Image courtesy of Mashable

Bolstering Apple’s video content is no side project. Apple CEO Tim Cook a few weeks ago told investors that the company’s fastest growing segment, software and services, is helped by 150 million paid subscriptions, including Apple Music. As the cable media industry begins “to break down,” Cook said, original programming, like Dr.
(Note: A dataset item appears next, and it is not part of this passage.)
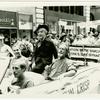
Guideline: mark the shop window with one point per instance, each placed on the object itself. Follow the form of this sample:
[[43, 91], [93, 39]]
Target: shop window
[[55, 8], [79, 10], [64, 9], [72, 9], [50, 8]]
Dre’s “Vital Signs,” will become more important for Apple.

“We’re trying to make the music service a cultural point of reference, and that’s why we’re making video,” Apple’s Jimmy Iovine has said. “We’re making video for our Apple Music customers and our future customers.”

“To me it’s all one thing,” Iovine continues. “It’s Apple Music, and it happens to have video and audio. … It has nothing to do with what Netflix is doing.”

Most recently, Apple Music, which over the last year has branched out into producing and buying original video programming, has purchased the rights to a Clive Davis documentary from IM Global and Scott Free Productions.

Apple’s first original TV show, a competition series about the hunt for the next big mobile app called Planet of the Apps, is a reality show about apps and app developers, functioning as  a “launchpad and accelerator for exceptional developers.”

“As of right now, there isn’t a structural approach,” a person in the industry familiar with Apple’s early programming efforts said to Mashable. “There’s been a little bit of a moving target as to what exactly their plan is.”

Other unnamed sources went on to say “It’s not like they are coming to the table saying ‘We’d like to go buy six shows this year across three arenas,’” adding “It’s much more opportunistic, which makes it hard to sell to them.”

But Apple’s head of content, Eddy Cue, along with other top executives, according to “multiple sources”, have been meeting with film and TV veterans, such as executives at Paramount Pictures and Sony TV. Apple clearly wants to leverage original content to its Apple Music subscribers, such as now Amazon does with its Prime Video.

So will Apple go on to become the next big video content provider? Or will their efforts fall to the wayside?